The Battle of France, May 10 to June 25, 1940
Left: Desperate and terrified French refugees flee advancing German troops, their cars, horse-drawn wagons and carts, wheelbarrows, and bicycles loaded with household possessions. Despite the stifling summer heat, it was common to see women wearing layered clothing: skirt over skirt (as seen here), skirt over trousers, coats over jackets, gloves, scarves, and hat. To add to the unfolding tragedy Luftwaffe pilots roared their Junkers Ju‑87 Stuka dive-bombers and Messerschmitt Bf 109 fighters low over the crowded roads, bombing and strafing defenseless civilians and French soldiers in retreat. Some mothers, deathly afraid and wearied by carrying toddlers, entrusted their children to passing motorists and military convoys, eventually losing track of them in the ensuing chaos. Heart-rending messages begging for news of lost children appeared tacked on public buildings and in print media for weeks afterwards.
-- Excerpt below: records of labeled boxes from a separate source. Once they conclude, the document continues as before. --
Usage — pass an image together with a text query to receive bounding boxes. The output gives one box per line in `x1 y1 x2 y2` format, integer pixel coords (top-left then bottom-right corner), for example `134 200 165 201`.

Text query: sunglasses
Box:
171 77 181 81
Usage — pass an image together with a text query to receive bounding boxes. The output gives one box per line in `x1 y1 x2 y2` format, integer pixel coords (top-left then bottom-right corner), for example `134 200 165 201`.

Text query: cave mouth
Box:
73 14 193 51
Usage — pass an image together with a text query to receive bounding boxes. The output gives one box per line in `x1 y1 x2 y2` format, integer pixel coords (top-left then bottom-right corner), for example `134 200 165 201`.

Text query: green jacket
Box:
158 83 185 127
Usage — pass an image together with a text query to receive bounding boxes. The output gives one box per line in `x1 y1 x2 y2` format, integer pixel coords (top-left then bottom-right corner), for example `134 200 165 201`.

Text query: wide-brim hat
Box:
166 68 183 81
The French Red Cross managed to reunite 90,000 lost children with their parents.
Right: Heading toward the unknown, the former occupants of an automobile push their overloaded vehicle along a rural road in France after it ran out of gas. Lots of refugees had no idea where the column they were in was heading or where they would eventually end up, especially those from the Low Countries and working-class Parisians who had never been outside the capital. Many of the displaced found they had packed too much, and roadsides soon became littered with abandoned belongings, cars, and trucks. Nearly everyone had run out of food inside several days on the road.
Left: A packed Paris train station, June 12, 1940, as panicky Parisians try boarding trains leaving the capital. Two days earlier the government vacated Paris, signaling to Parisians that it was no longer safe to remain in the capital. Almost 3 out of 5 million Parisians clamored to get out of the city. By the time representatives of defeatist French premier (since June 16, 1940) Marshal Philippe Pétain signed a humiliating armistice on June 22, 1940, the German Blitzkrieg had loosed itself across more than half the nation.
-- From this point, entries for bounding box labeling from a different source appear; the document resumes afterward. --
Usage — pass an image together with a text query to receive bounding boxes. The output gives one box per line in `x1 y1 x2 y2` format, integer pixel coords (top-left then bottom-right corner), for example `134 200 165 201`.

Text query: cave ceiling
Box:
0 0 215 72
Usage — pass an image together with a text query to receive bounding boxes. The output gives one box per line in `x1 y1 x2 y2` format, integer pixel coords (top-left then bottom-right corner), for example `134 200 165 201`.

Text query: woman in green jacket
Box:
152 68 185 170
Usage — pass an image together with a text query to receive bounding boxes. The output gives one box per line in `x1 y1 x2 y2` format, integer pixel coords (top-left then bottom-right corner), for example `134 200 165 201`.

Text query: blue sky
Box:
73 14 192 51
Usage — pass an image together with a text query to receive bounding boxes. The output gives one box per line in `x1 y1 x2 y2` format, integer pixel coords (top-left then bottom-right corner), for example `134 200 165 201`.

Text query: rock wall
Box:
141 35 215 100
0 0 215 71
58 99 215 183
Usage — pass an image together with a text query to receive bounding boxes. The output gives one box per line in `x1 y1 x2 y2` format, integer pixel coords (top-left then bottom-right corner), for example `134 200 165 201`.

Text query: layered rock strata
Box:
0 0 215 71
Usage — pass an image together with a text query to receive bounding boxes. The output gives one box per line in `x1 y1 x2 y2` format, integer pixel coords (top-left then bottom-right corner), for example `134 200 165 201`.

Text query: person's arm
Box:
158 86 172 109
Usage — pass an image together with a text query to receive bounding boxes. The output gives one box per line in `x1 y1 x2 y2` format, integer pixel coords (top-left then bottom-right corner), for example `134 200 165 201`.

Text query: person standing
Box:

Right: One observer of l’Exode reminisced: “People would go to the station with their entire fortunes: baskets, mattresses, suitcases, trunks, strollers, bicycles and caged canaries” and try to load their possessions on trains already packed with anxious and weary passengers bringing similar items on board. Toilets provided additional seating and storage space. He also recalled that “runaways and the failed soldiers” often looted homes abandoned by their frightened residents.
Left: Baby in stroller lifted into impossibly crowded train, Paris, June 1940. To avoid German aerial attacks, some trains carrying evacuees traveled in the evening or night with lights out.
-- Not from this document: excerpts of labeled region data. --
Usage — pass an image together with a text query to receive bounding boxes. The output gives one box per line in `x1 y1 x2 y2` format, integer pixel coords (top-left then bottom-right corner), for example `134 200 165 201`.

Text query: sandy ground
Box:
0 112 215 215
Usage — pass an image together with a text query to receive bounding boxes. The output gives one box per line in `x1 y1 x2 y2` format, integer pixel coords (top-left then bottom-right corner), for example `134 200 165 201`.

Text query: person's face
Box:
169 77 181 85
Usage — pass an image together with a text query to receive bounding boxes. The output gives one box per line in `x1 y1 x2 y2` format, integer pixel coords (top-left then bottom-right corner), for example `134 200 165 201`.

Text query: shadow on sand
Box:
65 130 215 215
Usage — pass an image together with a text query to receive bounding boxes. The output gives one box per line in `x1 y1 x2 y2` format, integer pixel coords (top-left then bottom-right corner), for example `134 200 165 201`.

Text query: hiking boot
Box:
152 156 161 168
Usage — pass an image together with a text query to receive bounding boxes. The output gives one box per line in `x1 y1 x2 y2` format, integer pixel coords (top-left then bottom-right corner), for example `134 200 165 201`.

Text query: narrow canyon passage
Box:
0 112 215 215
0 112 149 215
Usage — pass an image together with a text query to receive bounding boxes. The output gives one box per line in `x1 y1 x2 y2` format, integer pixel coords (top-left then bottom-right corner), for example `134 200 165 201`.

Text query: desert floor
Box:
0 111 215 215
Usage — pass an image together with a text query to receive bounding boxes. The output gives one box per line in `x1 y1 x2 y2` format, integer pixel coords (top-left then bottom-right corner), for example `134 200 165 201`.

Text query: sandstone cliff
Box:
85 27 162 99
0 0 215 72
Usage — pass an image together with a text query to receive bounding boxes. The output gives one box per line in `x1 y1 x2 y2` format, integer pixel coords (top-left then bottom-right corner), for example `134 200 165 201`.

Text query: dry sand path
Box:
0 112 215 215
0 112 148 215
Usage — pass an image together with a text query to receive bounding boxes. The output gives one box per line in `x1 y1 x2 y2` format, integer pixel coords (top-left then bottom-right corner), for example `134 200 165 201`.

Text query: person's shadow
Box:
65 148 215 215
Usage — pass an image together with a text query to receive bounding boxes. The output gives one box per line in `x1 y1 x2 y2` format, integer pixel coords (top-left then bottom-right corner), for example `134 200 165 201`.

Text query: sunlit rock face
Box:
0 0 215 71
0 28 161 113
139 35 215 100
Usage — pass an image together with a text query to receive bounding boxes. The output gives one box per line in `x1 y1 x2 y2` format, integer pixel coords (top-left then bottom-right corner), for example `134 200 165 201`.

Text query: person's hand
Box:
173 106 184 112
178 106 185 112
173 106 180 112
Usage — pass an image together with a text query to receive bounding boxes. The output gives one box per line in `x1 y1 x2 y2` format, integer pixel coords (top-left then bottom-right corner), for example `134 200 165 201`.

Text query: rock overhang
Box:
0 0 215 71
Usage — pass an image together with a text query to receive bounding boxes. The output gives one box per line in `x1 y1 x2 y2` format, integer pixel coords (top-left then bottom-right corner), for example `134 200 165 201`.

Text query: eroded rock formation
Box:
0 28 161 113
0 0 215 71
Right: Standing atop the Arc de Triomphe in Paris, German soldiers and collaborationist French officials attend to mounting the swastika-emblazoned Nazi flag on one of the most recognizable symbols of French national pride, June 1940. The French capital endured four years of Nazi occupation and oppression before its liberation by U.S., British, and Free French soldiers on August 25, 1944.